Heute melde ich mich mal wieder von der vietnamesischen Gesundheitsfront. Das Gesundheitswesen der sozialistischen Republik ist zweigeteilt. Während wohlhabende Vietnamesen durch einen wachsenden Privatsektor von guter ärztlicher Versorgung in den Wirtschaftszentren profitieren, muss die breite Masse auf den staatlichen Sektor zurückgreifen. Lange Wartezeiten, dürftig ausgestattete Abteilungen und mangelhaft ausgebildetes Personal sind nicht selten die Regel. Und auf dem Land? «Da das Niveau der ärztlichen Versorgung auf dem Land fast ebenso gering sei wie das Einkommen, drängen mehr und mehr Mediziner in die wenigen Städte», heisst es in einem Artikel im Ärzteblatt.de.

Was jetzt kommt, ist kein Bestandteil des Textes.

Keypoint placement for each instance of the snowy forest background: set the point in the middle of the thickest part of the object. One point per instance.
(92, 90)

Ich habe mittlerweile beides kennengelernt: Einen etwas aufwändigeren Eingriff an meiner operierten Zunge liess ich zu meiner vollsten Zufriedenheit im Privatspital Vinmec in Ho Chi Minh City vornehmen. Die chirurgische Entfernung von Hautwucherungen am rechten Arm hingegen liess ich in einem Ärztehaus in Buon Ma Thuot über mich ergehen. Ich kenne dieses Etablissement mittlerweile, da ich dort auch schon einen Gesundheitscheck habe machen lassen. Und auch wenn es ländlich, eher spartanisch eingerichtet und nicht zu vergleichen mit Vinmec ist, für mich stimmts.

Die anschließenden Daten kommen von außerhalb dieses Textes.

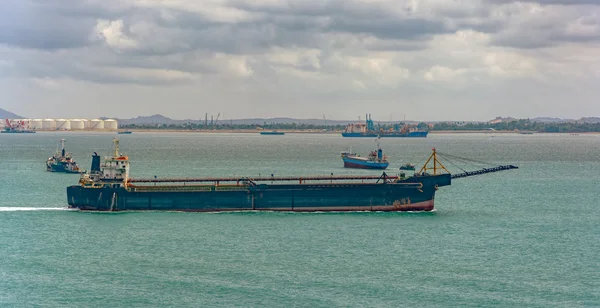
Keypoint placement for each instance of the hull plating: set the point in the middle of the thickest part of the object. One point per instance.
(277, 197)
(419, 134)
(363, 164)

Am Empfang warten fünf nette jungen Damen adrett gekleidet und immer lächelnd. Sie weisen die Patienten als erstes zur Rezeption. Auf einem Papierfetzen wird der Grund des Besuches notiert. Direkt neben dem Rezeptionstresen steht die Blutdruckmessstation. Nach der Messung wird das Ergebnis auf diesem Fresszettel ebenfalls notiert, dann führt mich eine der netten jungen Damen zur Arztvisite. Zwei Geschosse sind mit einfachen Alu-Wänden, in denen grosse Milchglasscheiben eingelegt sind, in Behandlungsräume unterteilt. Die Türen stehen überall offen und draussen auf dem Gang sitzen, auf billigen, farbigen Plastikstuhlreihen, wie in einer Busstation, Patienten und warten, bis sie an der Reihe sind.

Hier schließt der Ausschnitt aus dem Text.